In legume species, a positive correlation has been observed between leaf size and nuclear DNA content [45]. This relationship was also observed in this study, wherein the variants with the relatively large leaves (MV and LV) had more DNA than the SV variants. Therefore, diversification of genome size results from speciation, which, along with phenotypic changes in quantitative descriptors, is an adaptation response such as the ones observed in polyploid plants [46]. Thus, plants’ 2C DNA can be used to estimate the taxonomic differentiation between species, as seen here for the variants of Pa. echinata.
The data obtained in our studies corroborate the new classification of the species that were initially placed in the Caesalpinia group [5, 9,10,11], showing that the species that had at least 1.87 pg of 2C DNA in this study should actually be grouped in the Poincianella genus. Among the species analyzed in the present study, the only representative of the Erythrostemon genus was E. calycina, which had the least amount of 2C DNA (1.54 pg) and which was also the only species to present five pairs of chromosomes with the presence of 45S rDNA sites; these were unique characteristics of this genus. In previous analyses, similarities in chromosome morphology have been reported for the six species studied herein, and karyotype formulas have shown the predominance of metacentric chromosomes [47].
Only one species was evaluated for the Cenostigma genus, C. macrophyllum; this species which was initially collected under the belief that it belonged to the Caesalpinia genus.
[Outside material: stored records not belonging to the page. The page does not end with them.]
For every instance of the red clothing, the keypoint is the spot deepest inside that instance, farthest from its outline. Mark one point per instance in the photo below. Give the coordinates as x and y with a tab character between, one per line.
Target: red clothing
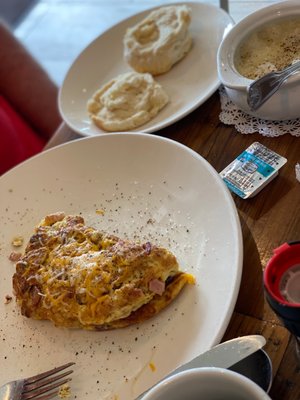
18	141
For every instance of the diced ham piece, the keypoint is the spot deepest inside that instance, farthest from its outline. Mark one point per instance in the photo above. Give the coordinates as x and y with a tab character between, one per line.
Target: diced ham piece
156	286
14	256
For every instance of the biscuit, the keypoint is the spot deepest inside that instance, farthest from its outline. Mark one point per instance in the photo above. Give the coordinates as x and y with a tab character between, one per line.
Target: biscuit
126	102
159	41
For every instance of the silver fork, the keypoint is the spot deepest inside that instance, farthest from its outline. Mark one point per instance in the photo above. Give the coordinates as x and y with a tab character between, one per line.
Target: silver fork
38	386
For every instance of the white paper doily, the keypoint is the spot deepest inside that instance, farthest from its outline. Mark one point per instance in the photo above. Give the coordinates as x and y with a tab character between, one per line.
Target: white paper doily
245	123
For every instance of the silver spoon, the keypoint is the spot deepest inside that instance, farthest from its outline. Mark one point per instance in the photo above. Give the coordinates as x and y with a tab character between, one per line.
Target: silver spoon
263	88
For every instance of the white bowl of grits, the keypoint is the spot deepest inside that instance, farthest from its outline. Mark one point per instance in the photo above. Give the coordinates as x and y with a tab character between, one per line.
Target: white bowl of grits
266	40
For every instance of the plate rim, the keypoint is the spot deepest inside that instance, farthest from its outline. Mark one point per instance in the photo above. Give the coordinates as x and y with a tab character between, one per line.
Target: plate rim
227	195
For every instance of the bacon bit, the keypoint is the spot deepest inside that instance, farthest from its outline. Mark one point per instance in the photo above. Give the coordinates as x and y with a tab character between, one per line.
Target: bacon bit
14	256
156	286
152	367
52	218
17	241
100	212
8	299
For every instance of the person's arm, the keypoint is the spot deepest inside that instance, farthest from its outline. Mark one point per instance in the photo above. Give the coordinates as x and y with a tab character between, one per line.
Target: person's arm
26	85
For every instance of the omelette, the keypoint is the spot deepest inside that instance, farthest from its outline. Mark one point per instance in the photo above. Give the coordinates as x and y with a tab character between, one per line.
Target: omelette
80	277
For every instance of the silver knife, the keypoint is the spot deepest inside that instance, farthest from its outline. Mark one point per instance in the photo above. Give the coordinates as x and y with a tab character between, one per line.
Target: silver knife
223	355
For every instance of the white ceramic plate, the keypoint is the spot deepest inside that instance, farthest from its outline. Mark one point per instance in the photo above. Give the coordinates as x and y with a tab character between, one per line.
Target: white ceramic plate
149	187
188	84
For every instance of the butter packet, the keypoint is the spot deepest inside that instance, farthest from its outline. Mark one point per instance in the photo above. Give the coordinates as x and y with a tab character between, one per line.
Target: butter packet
252	170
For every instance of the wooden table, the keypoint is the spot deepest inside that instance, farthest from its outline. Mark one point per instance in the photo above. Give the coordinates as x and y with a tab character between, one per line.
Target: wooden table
269	219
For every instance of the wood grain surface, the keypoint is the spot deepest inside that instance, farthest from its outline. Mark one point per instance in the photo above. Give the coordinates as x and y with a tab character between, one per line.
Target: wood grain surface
269	219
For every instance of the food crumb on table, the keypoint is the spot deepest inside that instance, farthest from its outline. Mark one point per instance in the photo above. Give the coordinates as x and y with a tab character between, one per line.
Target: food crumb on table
64	391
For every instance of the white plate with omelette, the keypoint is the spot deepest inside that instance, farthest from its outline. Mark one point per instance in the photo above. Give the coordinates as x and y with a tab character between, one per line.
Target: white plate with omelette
131	185
188	84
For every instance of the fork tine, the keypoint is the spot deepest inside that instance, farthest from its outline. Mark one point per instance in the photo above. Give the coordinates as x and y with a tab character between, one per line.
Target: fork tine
34	393
48	396
43	375
43	382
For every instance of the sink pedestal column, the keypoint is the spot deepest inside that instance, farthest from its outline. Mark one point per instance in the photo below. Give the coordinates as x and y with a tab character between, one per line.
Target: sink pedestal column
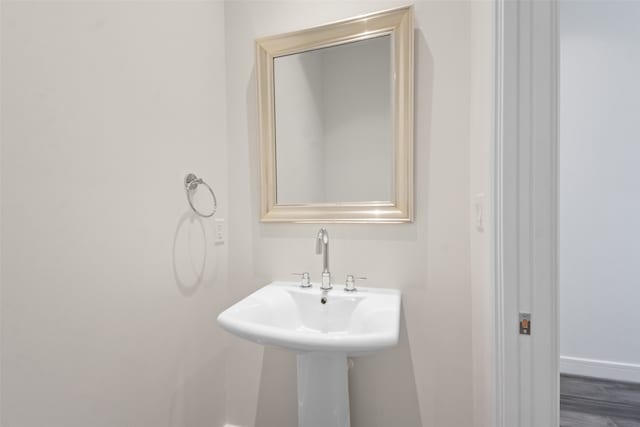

The similarities between species of these two genera have also been visualized previously, as the species Cenostigma sclerophyllum Tul. was later described as a synonym for Caesalpinia marginata Tul. [8, 48]. The analyses of C. macrophyllum enabled us to observe that it was the only species to present only six CMA3+/DAPI− bands, showing that the amount of GC-rich heterochromatin was lower than that of the other species evaluated herein; this could be a feature exclusive to the Cenostigma genus.
In this work, the distribution pattern for heterochromatin, the physical location of 45S rDNA regions and the amount of DNA were all useful to corroborate studies of systematics and of evolution in Caesalpinia-group species. Although the quantity of species evaluated herein is only a small fraction of the diversity already described as belonging to the Caesalpinia group, and although some species were relocated within new genera, it was possible to observe a distinctive pattern for individual cytogenetic characteristics in the genera currently specified as Poncianella. This shows that the karyotypic analysis and the quantification of 2C DNA are valid methods to support taxonomic and biosystematics studies.